Jezus wordt gegeseld

Pilatus spreekt: het is bij u de gewoonte, dat er op het Paasfeest iemand wordt vrijgelaten. Wie zullen we in vrijheid stellen: Barabbas - een dief, die met anderen wegens moord gevangen is genomen - of Jezus? (Mt. 27, 17). Laat Deze sterven en bevrijd Barabbas, schreeuwt het volk, aangespoord door zijn leiders (Lc. 23, 18).

Pilatus spreekt opnieuw: Wat zal ik dan doen met Jezus, die de Christus wordt genoemd? (Mt. 27, 22). - Crucifige eum! - Kruisig Hem! (Mc. 15, 14).

Pilatus zegt voor de derde maal: Wat voor kwaad heeft Hij dan gedaan? Ik vind in Hem niets dat de doodstraf rechtvaardigt (Lc. 23, 22).

De menigte schreeuwt nog harder: Kruisig Hem, kruisig Hem! (Mc. 15, 14).

En Pilatus, die het volk tevreden wil stellen, laat Barabbas vrij en geeft bevel om Jezus te geselen.

Vastgebonden aan de geselpaal. Overdekt met wonden.

Je hoort de zweepslagen op zijn open vlees; op zijn smetteloos vlees dat lijdt voor jouw zondig vlees. - Nog meer slagen. Nog meer woede.

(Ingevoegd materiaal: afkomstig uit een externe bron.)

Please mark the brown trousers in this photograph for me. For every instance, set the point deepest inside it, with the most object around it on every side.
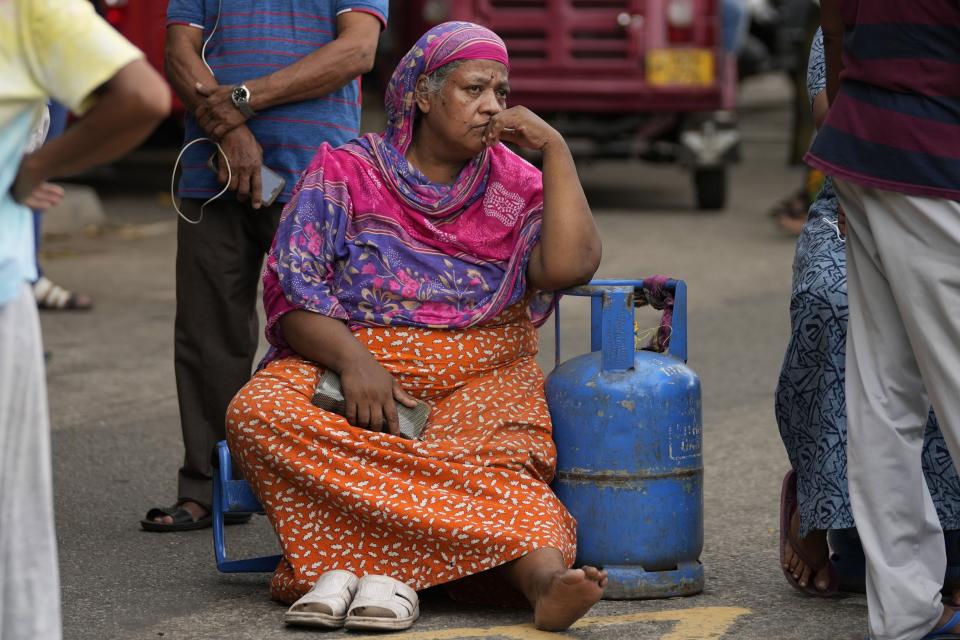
(219, 263)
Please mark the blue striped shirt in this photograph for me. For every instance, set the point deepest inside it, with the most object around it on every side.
(256, 38)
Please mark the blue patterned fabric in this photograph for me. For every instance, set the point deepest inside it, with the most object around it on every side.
(810, 403)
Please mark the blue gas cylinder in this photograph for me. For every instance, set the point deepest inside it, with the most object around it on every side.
(628, 430)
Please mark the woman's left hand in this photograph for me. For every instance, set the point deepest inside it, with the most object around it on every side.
(520, 126)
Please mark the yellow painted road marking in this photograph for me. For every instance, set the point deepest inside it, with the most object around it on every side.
(702, 623)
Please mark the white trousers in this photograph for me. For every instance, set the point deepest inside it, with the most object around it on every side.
(903, 354)
(29, 581)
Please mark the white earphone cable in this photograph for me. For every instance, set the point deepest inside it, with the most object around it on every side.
(223, 156)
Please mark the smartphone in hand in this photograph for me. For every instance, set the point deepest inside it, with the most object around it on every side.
(271, 183)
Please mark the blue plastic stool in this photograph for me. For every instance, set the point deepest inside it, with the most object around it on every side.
(233, 496)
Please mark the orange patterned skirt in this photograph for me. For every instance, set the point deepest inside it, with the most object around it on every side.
(470, 496)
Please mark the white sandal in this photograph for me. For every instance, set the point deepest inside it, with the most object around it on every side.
(325, 605)
(383, 604)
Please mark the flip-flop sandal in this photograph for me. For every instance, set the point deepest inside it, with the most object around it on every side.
(325, 605)
(183, 520)
(941, 633)
(788, 505)
(383, 604)
(53, 297)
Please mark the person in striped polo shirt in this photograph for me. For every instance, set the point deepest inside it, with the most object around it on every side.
(270, 81)
(892, 143)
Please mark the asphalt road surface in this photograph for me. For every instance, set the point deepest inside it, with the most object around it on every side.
(116, 441)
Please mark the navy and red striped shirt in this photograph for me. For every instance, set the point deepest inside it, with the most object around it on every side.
(895, 123)
(256, 38)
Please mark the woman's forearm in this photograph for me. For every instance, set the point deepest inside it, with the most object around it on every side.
(569, 250)
(325, 340)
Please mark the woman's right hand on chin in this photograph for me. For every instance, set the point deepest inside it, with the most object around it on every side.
(369, 393)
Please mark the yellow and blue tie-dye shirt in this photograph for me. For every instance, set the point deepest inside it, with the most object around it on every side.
(48, 48)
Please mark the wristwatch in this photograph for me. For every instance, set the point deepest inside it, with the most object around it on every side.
(240, 96)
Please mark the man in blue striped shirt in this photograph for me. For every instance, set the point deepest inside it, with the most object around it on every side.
(269, 80)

Nog meer… Het is het toppunt van menselijke wreedheid.

Tenslotte, uitgeput, maken ze Jezus los. - En het lichaam van Christus, dat ook uitgeput is, bezwijkt onder de pijn en valt, als een worm, gebroken en half dood.

Jij en ik zijn niet in staat om te spreken. - Woorden zijn niet nodig. - Kijk naar Hem, kijk naar Hem… lang.

Zul jij, na dit alles, ooit kunnen opzien tegen boetedoening?